Marvel’s image-conscious overlords had minimal notes on the She-Hulk: Attorney at Law season finale, which envisioned franchise boss Kevin Feige as an A.I.-driven robot named K.E.V.I.N. (Knowledge Enhanced Visual Interconnectivity Nexus) and called out some of the MCU’s lazier storytelling devices.
Kat Coiro, who directed Episodes 1-4 and 8-9, told TVLine on Friday morning that there were “conversations” as the mega-meta finale script evolved.
“Marvel is not so much a ‘notes’ place as a ‘conversation,’” she explained, “and a lot of those conversations have to do with where the franchises are headed and what the future is.”

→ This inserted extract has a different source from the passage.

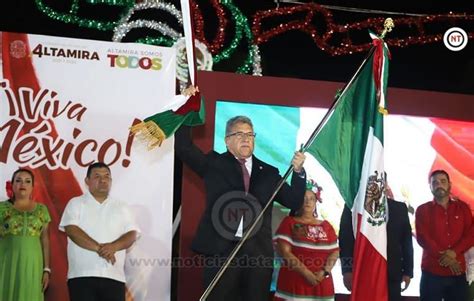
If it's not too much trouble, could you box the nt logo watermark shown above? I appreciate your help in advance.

For example, when Hulk (played by Mark Ruffalo) resurfaced at the end to introduce the Walters family to his son (played at least in this instance by Wil Deusner aka DC’s Stargirl‘s Joey Zarick), “I had an idea that I wanted Skaar to be a toddler, like a Baby Yoda kind of character,” Coiro shared, “but I don’t think that’s where the story is headed.”
Coirio says that when it came to Jen Walters (played by Tatiana Maslany) taking K.E.V.I.N. to task for the MCU’s over-reliance on flashy, final fights (as well as “daddy issues” for its heroes), “Hilariously, I was more nervous about throwing Marvel under the bus than Kevin and the big brass at Marvel was. They were incredibly self-deprecating and incredibly willing to poke fun at themselves.”

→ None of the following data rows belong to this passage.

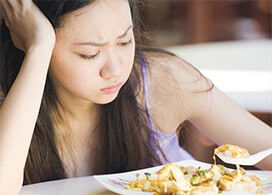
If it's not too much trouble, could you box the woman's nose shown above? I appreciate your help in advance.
[100,53,121,79]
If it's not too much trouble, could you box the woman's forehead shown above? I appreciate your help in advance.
[57,0,132,41]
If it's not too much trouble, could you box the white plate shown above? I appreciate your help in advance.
[94,160,272,195]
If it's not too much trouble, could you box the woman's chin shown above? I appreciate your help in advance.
[96,93,118,104]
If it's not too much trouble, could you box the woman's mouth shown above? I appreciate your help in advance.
[100,83,122,94]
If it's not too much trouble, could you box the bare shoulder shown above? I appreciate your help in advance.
[142,51,212,134]
[0,88,5,108]
[143,49,212,93]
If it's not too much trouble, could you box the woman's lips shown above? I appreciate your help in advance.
[100,83,122,94]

Coiro says that Marvel Studios chief Kevin Feige (the human) “had a huge hand in the finale” and its “fourth wall-smashing” elements, which included She-Hulk fleeing the “mess” of a CGI clash between Hulk, Abomination, Titania and Hulk Todd, climbing around the Disney+ menu screen and then strolling across the (actual) Disney lot to grumble to the TV series’ writers. She-Hulk/Jen then confronted the aforementioned K.E.V.I.N. inside the (actual) Marvel offices and requested a series of changes to the finale.
Feige “definitely always wanted to make sure there was a separation between the real Kevin Feige and the K.E.V.I.N.,” Coiro says. But after a bit of negotiation, “he did let us put the little ‘baseball cap’ on the robot,” like Feige himself famously wears, “so that was good.”